Siang tadi aku terkesima saat sedang melintas dijalan dan
bertemu seorang kakek tua sedang asik menggoes mesin jahitnya. Teringat ayahku,
bagaimana tidak karena ayahku pun seorang penjahit. Aku menghampiri dan mengamati
kakek tersebut.
Mesin tua yang menempel di motornya yang juga tua dibuat
sedemikian rupa agar mampu dibawa kemanapun ia berjalan. Setelah ku tanyai
ternyata kakek itu memang mangkal ditempat ini setiap hari. Payung rapuh yang
menjadi penghalang teriknya sinar matahari membuatku menitikkan sedikit airmata
begitu tidak nyamannya ketika matahari condong ke utara, jelas matahari tepat
dihadapan beliau. Belum lagi debu-debu yang mondar mandir berterbangan tanpa
henti.
Bisingnya lalu lintas, dan keramaian kota membuat pikiran dan hati
merasa gerah. Bukankah menjahit itu butuh ketenangan, butuh konsentrasi dan
butuh tempat yang nyaman. Tapi tidak dengan yang ku lihat dihadapanku ini. Rambutnya
yang memutih, bajunya yang lusuh tapi semangatnya seperti tak pernah melihat
usia. Kaki yang menggoes kencang mesin jahitnya agar terus berputar, naik turun
jarum agar menyatu dengan benang dan mampu memperbaiki kain-kain yang robek. Sungguh,
aku semakin teringat oleh perangai ayahku.
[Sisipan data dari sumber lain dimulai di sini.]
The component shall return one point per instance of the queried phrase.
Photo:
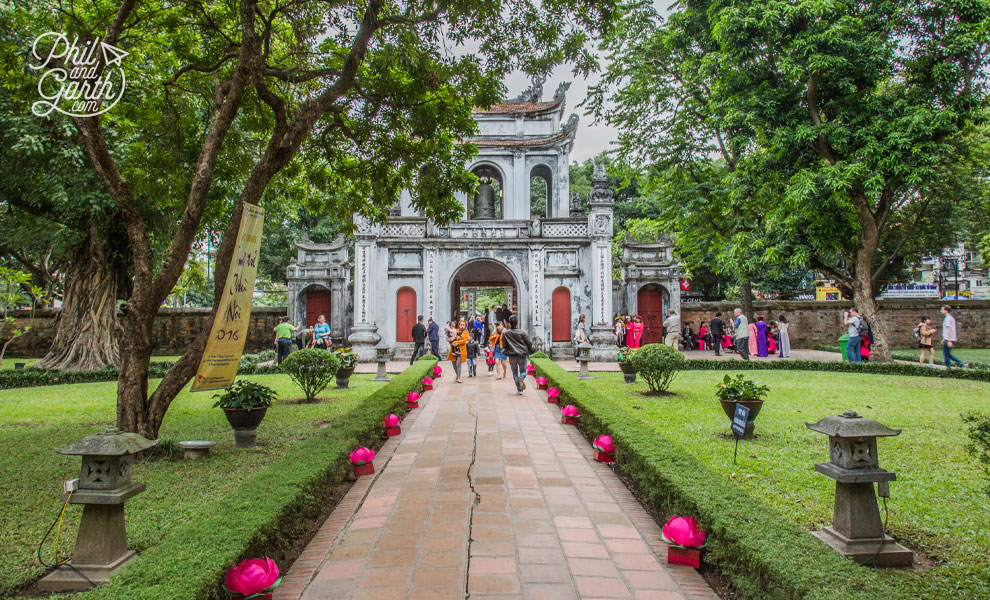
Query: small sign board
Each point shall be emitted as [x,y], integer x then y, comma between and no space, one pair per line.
[739,420]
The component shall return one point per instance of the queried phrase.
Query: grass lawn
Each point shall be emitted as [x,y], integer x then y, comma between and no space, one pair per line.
[937,503]
[33,421]
[8,362]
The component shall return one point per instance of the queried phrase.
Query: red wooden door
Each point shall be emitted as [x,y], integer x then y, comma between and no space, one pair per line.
[405,314]
[650,303]
[317,303]
[560,315]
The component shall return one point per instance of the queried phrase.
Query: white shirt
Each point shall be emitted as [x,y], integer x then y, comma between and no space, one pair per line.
[949,328]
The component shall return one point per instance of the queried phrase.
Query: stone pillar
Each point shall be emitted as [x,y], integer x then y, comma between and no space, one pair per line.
[520,183]
[364,334]
[536,300]
[600,230]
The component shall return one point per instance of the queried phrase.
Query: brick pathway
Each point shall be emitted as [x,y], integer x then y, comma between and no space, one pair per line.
[486,494]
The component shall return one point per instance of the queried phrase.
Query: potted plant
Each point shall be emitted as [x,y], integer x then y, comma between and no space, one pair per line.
[245,404]
[348,360]
[740,390]
[626,366]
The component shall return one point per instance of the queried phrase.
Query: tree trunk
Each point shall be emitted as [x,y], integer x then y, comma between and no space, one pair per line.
[746,299]
[86,334]
[133,412]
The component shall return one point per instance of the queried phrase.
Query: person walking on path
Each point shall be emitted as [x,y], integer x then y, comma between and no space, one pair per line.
[499,353]
[856,329]
[580,335]
[433,334]
[925,334]
[949,338]
[419,339]
[518,347]
[458,349]
[785,337]
[283,338]
[673,326]
[741,323]
[473,350]
[718,328]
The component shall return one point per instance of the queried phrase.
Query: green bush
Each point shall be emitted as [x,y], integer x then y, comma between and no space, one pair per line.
[265,515]
[312,369]
[247,395]
[979,439]
[658,365]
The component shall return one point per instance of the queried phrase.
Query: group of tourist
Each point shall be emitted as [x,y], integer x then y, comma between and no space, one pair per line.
[925,333]
[628,331]
[507,350]
[319,336]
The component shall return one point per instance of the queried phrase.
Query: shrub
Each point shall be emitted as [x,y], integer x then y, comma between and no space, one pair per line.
[979,436]
[246,395]
[312,369]
[739,389]
[658,365]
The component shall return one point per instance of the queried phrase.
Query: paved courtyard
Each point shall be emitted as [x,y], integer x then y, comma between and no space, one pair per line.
[486,494]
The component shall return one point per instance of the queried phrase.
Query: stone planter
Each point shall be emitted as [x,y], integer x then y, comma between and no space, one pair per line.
[608,457]
[754,406]
[365,469]
[245,424]
[628,371]
[689,557]
[343,377]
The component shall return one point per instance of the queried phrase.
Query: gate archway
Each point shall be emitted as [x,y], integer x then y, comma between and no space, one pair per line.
[560,315]
[649,301]
[405,313]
Teringat akan kerja kerasnya,
teringat seragam sekolahku yang selalu ayah jahitkan. Lelaki kuat yang
menuntunku untuk menjadi wanita tangguh. Aku memang tidak mewarisi bakatmu
untuk mengubah kain tanpa pola menjadi sesuatu yang bisa dikenakan untuk
menutup aurat banyak orang. Apalagi mewarisi bakatmu membuat design yang orang
pinta. Ahh, aku tak sepandai itu. Tapi aku, bisa mewarisi kekuatanmu untuk
mengarungi kerasnya hidup. Mengarungi samudera luas dan terbang tinggi layaknya
sang Elang yang gagah mengepakkan sayap lebarnya.